Trump’s argument that increased COVID cases is just an artifact of increased COVID testing is not a totally crazy idea.  As Joel Best points out in Damned Lies and Statistics, often times when researchers start counting incidents of a new social problem, they inevitably show dramatic increases early on just because surveillance has gotten better, but not necessarily because the actual problem got worse).  Best illustrates this with the example of FBI statistics on the incidents of hate crimes.

Sharon Begley at StatNews wrote an article taking on this argument.  Essentially, she treats the percentage of tests that are positive as a more “valid” measure of prevalence.  So in Florida (the state that saw the biggest relative increase in COVID cases from May to July), .002% of the population tested as positive in mid-May; in mid-July, the corresponding percentage was .059%, 25 times the percentage in May.  But Florida’s testing also increased over time, from 479 tests to 65,567 tests.    That 2,400 percentage increase in positive cases could just be an artifact of the increased tests.  So Begley looks at the percentage of tests that were positive over the same time frame; in mid-May, it was 3.160 percent; in mid-July, it was 19.254 percent, 5 times the percentage in mid-May.  So the prevalence of COVID increased even among the tested which undermines Trump’s argument.

According to Begley’s calculations, there is only a handful of states seeing increased cases of COVID but steady (or even declining) percentages among those tested: Colorado, Indiana, Michigan, Missouri, North Carolina, Ohio, and Wisconsin.

I find this exercise a bit unsatisfying though.  Although Begley did not do it, we can do the same calculation for the United States.  In mid-May, .008 percent of the population tested positive; in mid-July it was .019 percent of the population, 1.4 times that in May.    And guess what? The percentage of tests that came back positive help pretty steady from mid-May to mid-July, from 7.4 to 7.6 percent.  So if you really think the percentage of positive cases among the tested is a more valid measure of COVID prevalence, you would have to accept Trump’s argument that overall, the increased number of COVID cases in the United States is due to greater testing.  I guess the state-level analysis is a bit more valid because it is getting “closer to the ground” but it seems like an arbitrary unit of analysis (why is the state-level better than, say, the county-level?).

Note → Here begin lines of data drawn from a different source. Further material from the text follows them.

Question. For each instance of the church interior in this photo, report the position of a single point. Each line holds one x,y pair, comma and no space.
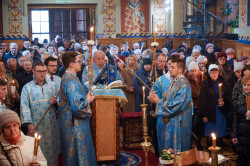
224,23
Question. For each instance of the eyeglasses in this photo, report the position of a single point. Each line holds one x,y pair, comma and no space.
52,65
41,71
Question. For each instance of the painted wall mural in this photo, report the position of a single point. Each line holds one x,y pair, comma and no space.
160,15
15,17
109,19
135,16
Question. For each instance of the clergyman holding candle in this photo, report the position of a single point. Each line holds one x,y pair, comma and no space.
212,99
20,147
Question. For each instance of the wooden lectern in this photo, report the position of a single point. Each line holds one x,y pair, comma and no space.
105,129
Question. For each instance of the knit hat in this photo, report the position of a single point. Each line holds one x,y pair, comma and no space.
125,53
8,116
213,66
209,45
238,66
243,58
189,59
201,59
147,61
121,57
221,54
230,50
193,65
60,49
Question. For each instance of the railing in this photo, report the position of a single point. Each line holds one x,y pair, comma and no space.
204,10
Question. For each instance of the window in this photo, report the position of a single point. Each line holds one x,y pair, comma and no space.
40,24
48,21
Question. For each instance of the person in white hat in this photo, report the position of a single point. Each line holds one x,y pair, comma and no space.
238,66
15,145
202,62
195,79
213,105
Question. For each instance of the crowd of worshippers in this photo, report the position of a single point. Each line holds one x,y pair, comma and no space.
203,68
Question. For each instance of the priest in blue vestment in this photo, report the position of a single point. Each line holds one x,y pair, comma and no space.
174,108
74,114
104,73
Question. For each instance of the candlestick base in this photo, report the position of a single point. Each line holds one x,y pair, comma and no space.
214,154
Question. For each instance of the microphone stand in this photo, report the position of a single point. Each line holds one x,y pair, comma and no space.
132,72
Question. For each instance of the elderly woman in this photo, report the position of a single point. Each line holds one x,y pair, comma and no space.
213,109
128,76
16,148
241,125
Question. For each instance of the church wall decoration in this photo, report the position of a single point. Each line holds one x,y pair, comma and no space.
134,16
15,16
160,16
109,16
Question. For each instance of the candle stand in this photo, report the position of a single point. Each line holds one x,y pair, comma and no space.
145,145
214,155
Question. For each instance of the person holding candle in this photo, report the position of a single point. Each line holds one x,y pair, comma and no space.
18,146
213,108
74,114
3,94
174,109
36,97
129,90
241,124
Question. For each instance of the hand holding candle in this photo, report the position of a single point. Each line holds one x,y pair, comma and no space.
220,90
214,140
143,94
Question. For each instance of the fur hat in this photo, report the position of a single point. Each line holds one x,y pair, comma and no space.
221,54
238,66
8,116
189,59
213,66
209,45
193,65
201,59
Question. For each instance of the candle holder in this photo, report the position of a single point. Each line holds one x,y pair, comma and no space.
214,154
145,145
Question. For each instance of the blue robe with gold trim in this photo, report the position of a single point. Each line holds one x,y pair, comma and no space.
74,114
175,106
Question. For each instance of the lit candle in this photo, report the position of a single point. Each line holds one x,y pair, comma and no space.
34,153
143,94
155,35
214,140
91,33
13,87
220,90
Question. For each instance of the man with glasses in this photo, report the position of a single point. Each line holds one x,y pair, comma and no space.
74,114
36,97
51,65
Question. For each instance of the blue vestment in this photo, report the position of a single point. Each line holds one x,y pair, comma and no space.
104,75
74,114
35,99
175,111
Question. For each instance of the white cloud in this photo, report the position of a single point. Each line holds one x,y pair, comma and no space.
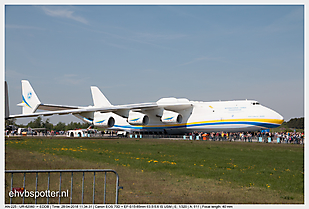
64,13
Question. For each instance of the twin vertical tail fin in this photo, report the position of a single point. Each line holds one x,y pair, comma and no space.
99,100
30,101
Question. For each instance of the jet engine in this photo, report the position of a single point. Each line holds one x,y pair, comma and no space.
104,120
137,118
170,117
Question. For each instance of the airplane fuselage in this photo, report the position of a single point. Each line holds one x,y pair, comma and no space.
229,116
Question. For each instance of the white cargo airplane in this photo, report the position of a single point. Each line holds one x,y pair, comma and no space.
169,115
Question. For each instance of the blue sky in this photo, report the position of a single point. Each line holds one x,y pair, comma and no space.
143,53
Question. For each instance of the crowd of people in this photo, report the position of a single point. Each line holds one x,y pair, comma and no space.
279,137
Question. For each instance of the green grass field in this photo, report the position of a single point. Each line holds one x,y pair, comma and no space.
176,171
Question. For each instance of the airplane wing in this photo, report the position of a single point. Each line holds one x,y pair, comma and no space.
64,110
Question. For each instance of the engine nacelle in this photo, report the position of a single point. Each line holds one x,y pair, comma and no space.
170,117
104,120
137,118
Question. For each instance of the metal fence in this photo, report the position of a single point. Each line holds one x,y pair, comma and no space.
61,179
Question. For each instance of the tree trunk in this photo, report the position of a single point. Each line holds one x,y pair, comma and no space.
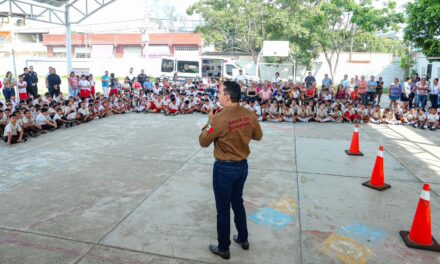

[to be clear, I am skeptical of the argument that trends in the percentage of positive cases among the tested is a more valid estimate of trends in the population overall; it seems to me that the number of tests is responding to more and more people getting the disease]

I think more compelling would be looking at COVID hospitalizations and deaths.  Both trends increased since mid-June, but the levels are still quite lower than what the United States was experiencing in April (although hospitalization data has been disrupted due to the switchover to HHS reporting so the recent hospitalization counts are probably downwardly biased).


To be honest, I am a bit pessimistic that data could really put Trump’s argument to rest, because our data is so poor (which I would guess is the legacy of our federal system combined with willful negligence in the executive branch).  Vox had an interesting argument about the need for “surveillance testing” which, instead of aggregating all tests ever done,  would involve outpatient clinics recording data on all patients showing symptoms.  This would supposedly yield trends that would be more comparable over time.